Summary of histopathologic scoring criteria and median with range of hepatic copper concentrations of 121 cats
There was a significant difference in hepatic copper concentration between specimens with hepatic steatosis and those with inflammatory/infectious disease (P = 0.03)
Distribution of age, sex and breed of cats were analyzed. Information on age and sex was not recorded for six cats and breed information was missing for 11 cats. The median age (n = 115) was 36 months (range 0.5–204 months). Cats with hepatic neoplasia (median 138 months, range 24–192 months) were significantly older than those with no significant histopathologic changes of the liver (median 24 months, range 0.5–204; P = 0.002) or those with hepatic inflammatory/infectious disease (median 36 months, range 0.5–180; P = 0.035). Of the 115 cats, there were 15 intact males (13%), 39 castrated males (34%), 23 intact females (20%) and 38 spayed females (33%). Of the 110 cats, 88 were domestic mixed breed (80%), four each were Persian or Ragdoll (3.6% each), three each were Bengal or Oriental Shorthair (2.7% each), two were Birman (1.8%) and one each were Bombay, Himalayan, Maine Coon, Norwegian Forest Cat, Siamese and Tonkinese (0.9% each).
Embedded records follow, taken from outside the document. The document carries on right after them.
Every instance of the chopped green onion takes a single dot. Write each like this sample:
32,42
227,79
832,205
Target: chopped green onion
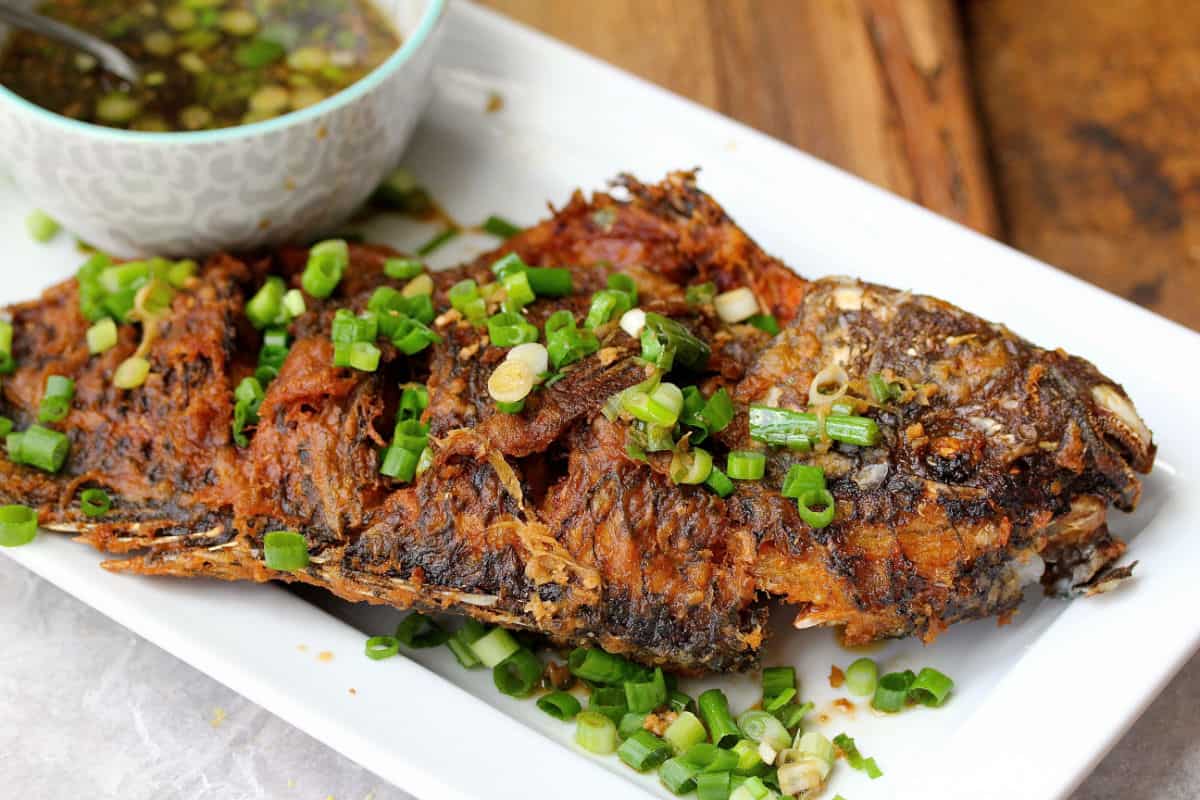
664,341
286,551
57,400
460,643
41,226
328,262
95,503
267,306
437,241
763,727
892,691
600,667
691,467
930,689
855,758
801,479
509,329
41,447
102,336
18,525
561,705
519,674
719,482
550,281
747,464
646,696
501,227
753,788
643,751
630,723
749,761
595,733
862,678
711,758
401,192
713,786
792,714
609,701
678,775
765,323
421,632
700,294
402,269
684,732
714,710
382,647
495,647
816,507
131,373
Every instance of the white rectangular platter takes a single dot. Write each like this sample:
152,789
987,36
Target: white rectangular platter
1038,702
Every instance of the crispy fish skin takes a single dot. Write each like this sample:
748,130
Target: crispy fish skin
997,455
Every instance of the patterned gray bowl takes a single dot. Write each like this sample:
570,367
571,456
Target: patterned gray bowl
190,193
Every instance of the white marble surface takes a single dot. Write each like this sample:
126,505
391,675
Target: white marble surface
90,710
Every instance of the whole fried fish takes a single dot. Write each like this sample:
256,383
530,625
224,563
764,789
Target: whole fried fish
995,464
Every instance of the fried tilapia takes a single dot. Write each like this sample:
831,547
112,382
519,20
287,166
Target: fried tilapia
993,465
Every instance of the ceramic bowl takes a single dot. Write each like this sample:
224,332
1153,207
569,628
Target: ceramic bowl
189,193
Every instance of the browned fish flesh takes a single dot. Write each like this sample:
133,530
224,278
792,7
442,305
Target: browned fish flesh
995,465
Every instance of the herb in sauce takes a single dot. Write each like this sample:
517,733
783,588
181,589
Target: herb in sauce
205,64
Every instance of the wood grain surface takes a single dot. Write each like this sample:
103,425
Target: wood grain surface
1089,109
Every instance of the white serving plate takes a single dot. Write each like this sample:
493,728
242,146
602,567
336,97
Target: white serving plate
1038,702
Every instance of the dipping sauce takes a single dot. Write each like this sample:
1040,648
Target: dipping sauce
205,64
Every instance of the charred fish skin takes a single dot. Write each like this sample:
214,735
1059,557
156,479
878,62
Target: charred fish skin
997,459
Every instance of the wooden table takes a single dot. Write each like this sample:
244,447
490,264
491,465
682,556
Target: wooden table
1087,108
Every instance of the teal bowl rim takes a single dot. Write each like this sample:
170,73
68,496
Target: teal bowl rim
433,12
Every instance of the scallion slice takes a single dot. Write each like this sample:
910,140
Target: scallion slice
892,691
495,647
691,465
685,731
519,674
745,464
55,400
382,647
801,479
18,525
501,227
41,226
420,632
642,697
286,551
930,689
595,733
327,264
714,710
862,677
95,503
131,373
609,701
643,751
102,336
561,705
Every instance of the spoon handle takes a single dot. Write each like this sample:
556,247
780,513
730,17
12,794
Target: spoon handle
111,58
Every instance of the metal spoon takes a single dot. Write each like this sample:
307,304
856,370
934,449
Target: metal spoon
109,58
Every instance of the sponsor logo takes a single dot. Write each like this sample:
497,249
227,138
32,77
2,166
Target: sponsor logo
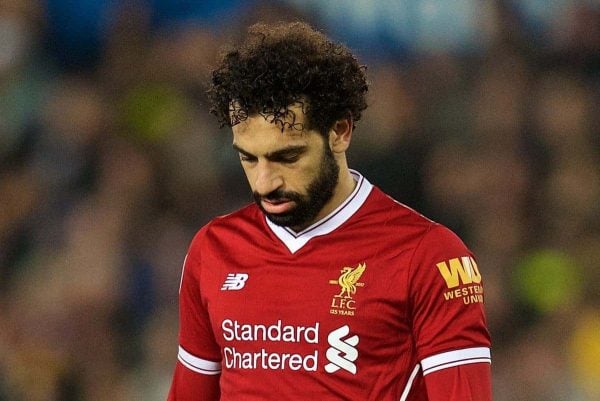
234,282
462,271
245,353
342,352
344,303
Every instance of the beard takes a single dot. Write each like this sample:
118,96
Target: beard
307,206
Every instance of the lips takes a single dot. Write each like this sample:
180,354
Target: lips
276,206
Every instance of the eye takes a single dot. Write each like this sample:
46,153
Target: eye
289,159
247,158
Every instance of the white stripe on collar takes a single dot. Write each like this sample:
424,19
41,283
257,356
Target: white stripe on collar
294,241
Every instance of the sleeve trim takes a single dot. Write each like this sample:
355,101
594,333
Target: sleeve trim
198,365
455,358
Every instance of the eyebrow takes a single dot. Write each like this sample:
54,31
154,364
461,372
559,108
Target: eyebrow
275,154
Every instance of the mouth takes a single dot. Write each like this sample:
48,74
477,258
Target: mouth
276,206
Rhodanine staining was positive in 13/121 specimens (11%). Of these specimens, nine had a score of 1, one had a score of 2, two had a score of 3 and one had a score of 4 (Figure 1; see Appendix 1 in the supplementary material for individual information of histopathologic analysis, copper concentration, copper score and copper distribution). Thirty-seven of 121 specimens (31%) had copper concentrations above the upper limit of the RI (Figure 2; see Appendix 2 in the supplementary material). Median hepatic copper concentrations of specimens in each group are shown in Table 3. In this study, hepatic copper concentrations were significantly higher in specimens with hepatic inflammatory/infectious disease compared with those with hepatic steatosis (P = 0.03).
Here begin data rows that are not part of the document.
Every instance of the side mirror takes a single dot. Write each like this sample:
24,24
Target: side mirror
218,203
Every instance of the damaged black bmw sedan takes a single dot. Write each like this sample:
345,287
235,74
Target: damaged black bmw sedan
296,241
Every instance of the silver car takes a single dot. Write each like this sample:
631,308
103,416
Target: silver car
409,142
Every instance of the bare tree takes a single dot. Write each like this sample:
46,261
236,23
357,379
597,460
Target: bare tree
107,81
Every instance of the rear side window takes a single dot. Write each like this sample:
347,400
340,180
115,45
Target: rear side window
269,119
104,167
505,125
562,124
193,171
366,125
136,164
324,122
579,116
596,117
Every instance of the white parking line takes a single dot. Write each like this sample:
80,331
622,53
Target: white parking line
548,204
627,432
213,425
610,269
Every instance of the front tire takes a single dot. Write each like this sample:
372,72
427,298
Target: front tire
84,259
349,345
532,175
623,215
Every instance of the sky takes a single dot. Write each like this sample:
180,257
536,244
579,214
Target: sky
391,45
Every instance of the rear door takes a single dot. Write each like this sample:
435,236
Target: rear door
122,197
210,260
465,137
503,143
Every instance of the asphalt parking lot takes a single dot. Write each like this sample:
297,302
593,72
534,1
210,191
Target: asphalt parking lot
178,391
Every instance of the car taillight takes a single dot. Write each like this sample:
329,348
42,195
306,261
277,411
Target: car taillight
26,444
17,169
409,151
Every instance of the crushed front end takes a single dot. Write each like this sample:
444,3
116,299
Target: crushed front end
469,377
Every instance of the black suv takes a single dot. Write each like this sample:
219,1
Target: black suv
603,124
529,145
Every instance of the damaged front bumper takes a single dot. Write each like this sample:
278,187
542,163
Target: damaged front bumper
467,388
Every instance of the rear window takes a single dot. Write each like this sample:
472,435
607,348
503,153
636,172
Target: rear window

Copper-staining scores for 121 archived liver specimens from cats. Copper-staining intensities were scored from 0 (no copper accumulation) to 5 (panlobular copper accumulation). Positive staining was found in 13 specimens. Only three specimens had copper-staining scores ⩾3. Hepatic copper concentrations for these cases were 227, 787 and 2010 µg/g dry weight, respectively

Hepatic copper concentrations for 121 archived liver specimens from cats. A total of 37 specimens (31%) had hepatic copper concentrations above the upper limit of the reference interval (<180 µg/g dry weight liver, represented by the dotted line). The red dots represent specimens with positive staining
Three specimens with copper-staining scores ⩾3 had histomorphological diagnoses of no significant histopathologic hepatic changes, randomly distributed hepatitis and histoplasmosis, and their copper concentrations were 227, 787 and 2010 µg/g, respectively. In the case with no significant histopathologic hepatic changes, the copper accumulation was centrilobular. In the other two specimens, copper granules were found in the centrilobular and midzonal areas. The 10 specimens with copper-staining scores of 1–2 had copper accumulation in various areas of the liver. In total, centrilobular accumulation was noted in four specimens, for one of which the copper was also mid zonal; periportal accumulation was reported in three specimens; and mid-zonal and random accumulations were found in the other three specimens. Copper-staining score and copper concentration were positively correlated (rs = 0.46, P <0.001; Figure 3).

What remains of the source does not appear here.